We had not heard from Goldfish in weeks, which somewhat surprised me since earlier he had managed to send an average of two cables a day. Eventually we taxed the head of our Egyptian office. Sir Ranalf was massively apologetic. He had wired several queries, he said, but Goldfish still seemed to be away. What was more, the missing actor had last been seen at Cherbourg on January 13, had not been found in Cyprus and there was some talk of his having fallen overboard. This news threatened to dissipate my sense of well-being, but I recovered as much of it as I could and was glad when early one morning the porter came to take me and my baggage to the quayside and the paddle-steamer Nil Atari, already sighing and gasping in a ladylike way as her boilers were fired. The old mahogany and time-polished brass, her sturdy hull, quivered as we made our way through the usual pleading rabble to the gangplank guarded by Nubian youths wearing dark blue and red uniforms in the local style. Sir Ranalf Steeton was waiting for us on the arrival deck. He wanted, he said, to tell us the news himself. When we had found our cabins we should assemble on the bar deck where he would make a little speech to the whole team.
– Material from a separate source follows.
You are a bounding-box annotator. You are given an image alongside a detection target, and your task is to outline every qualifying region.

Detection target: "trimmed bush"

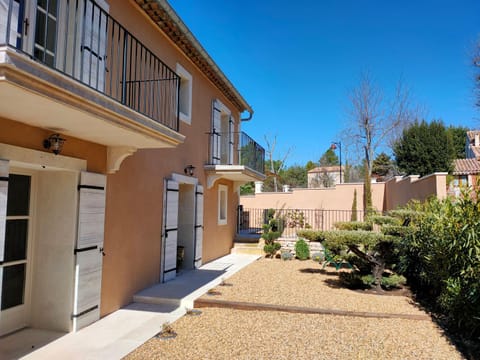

Although small, our cabins were very solidly built from the best woods, with fittings of brass and chrome and mother-of-pearl and everything neatly stowable, under bunks, above cupboards, within mirrors. It was possible to secrete one’s treasures in a hundred unlikely crannies. The horsehair mattresses were first-class and a reassuring smell of Pine disinfectant permeated everything. A place is never clean to a Briton unless it smells of his native fir. I have observed this in some of the filthiest homes in the kingdom: the dirtier the floor, the more it reeks of the Scottish wilderness. So powerful was this resinous charm against infection in the British psyche that I still find myself deeply reassured by it, especially if ill. Mrs Cornelius, as she grew to count the years, paid less attention than most to what she called ‘fussy ‘ousekeepin’ ‘. The smell of damp and mildew (as well as the unfortunate problems of her drains and the sewer which never recovered from next-door’s Flying Bomb) grew to be unmanageable in the end. But for many years a good, strong whiff of Pine allowed me to take my tea with confidence.